Memegang teguh prinsip lalu senantiasa berjalan di atasnya, bukan hal
yang mudah. Bahkan sangat susah. Oleh karena itu, hanya segelintir saja yang
kuasa untuk demikian. Sedang selebihnya, hanya menjadi jawaban, bagaimana sih
rupa orang yang 'menelan ludahnya sendiri'.
Misalkan ada seseorang yang begitu bangga karena partainya, kata dia, berhasil
'memutihkan GBK'. Beberapa hari kemudian, partai lain melakukan kampanye di
tempat yang sama. Bedanya massanya tidak sebanyak partai yang sebelumnya. Tak ayal,
si pegiat partai tadi tak henti-hentinya memamerkan kebanggan dan kelebihan
partainya.
Tak sampai di situ, ia pun mulai mendiskreditkan partai yang kedua,
dengan masa yang sepi lah, masa yang tidak tertib lah, bahkan sampai-sampai
menghadirkan pedagang kaki lima sebagai saksi atas ketidaktertiban partai yang
kedua.
Lalu apa yang terjadi sekarang? Ketika suara partai orang tersebut
anjlok, dan partai yang kedua mengalami kenaikan pesat. Ketika ia tahu bahwa
partainya tidak memiliki kans untuk mencalonkan presiden, sedang partai yang
kedua mencalonkan presidennya. Ketika ia tahu bahwa kini partainya 'terpaksa'
berkoalisi dengan partai yang kedua. Apa yang ia perbuat?

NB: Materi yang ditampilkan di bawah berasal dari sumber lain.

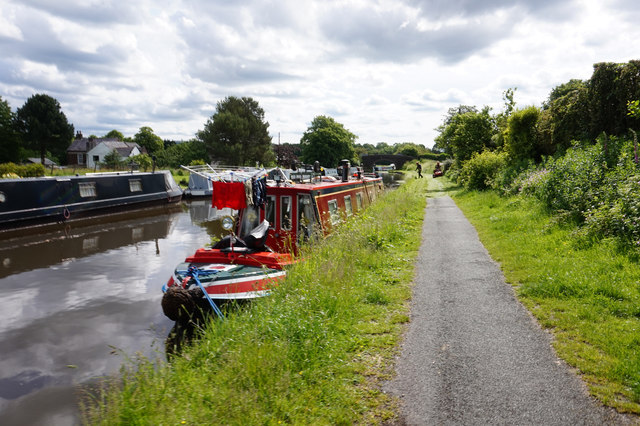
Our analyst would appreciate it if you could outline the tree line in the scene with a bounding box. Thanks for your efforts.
[434,60,640,168]
[0,94,440,168]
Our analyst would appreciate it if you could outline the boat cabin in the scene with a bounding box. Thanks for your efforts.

Ia kini mengerahkan seluruh kapasitasnya untuk menarik minat rakyat agar
mereka memilih presiden yang diusung partai kedua. Tak hanya itu, ia pun
menjelek-jelekkan saingan calon presiden yang diusungnya dengan mengatainya
sebagai 'Capres Boneka' dan lain sebagainya. Begitu juga dengan kampanye
kekanakan lainnya, yang sedang gencar ia lakukan.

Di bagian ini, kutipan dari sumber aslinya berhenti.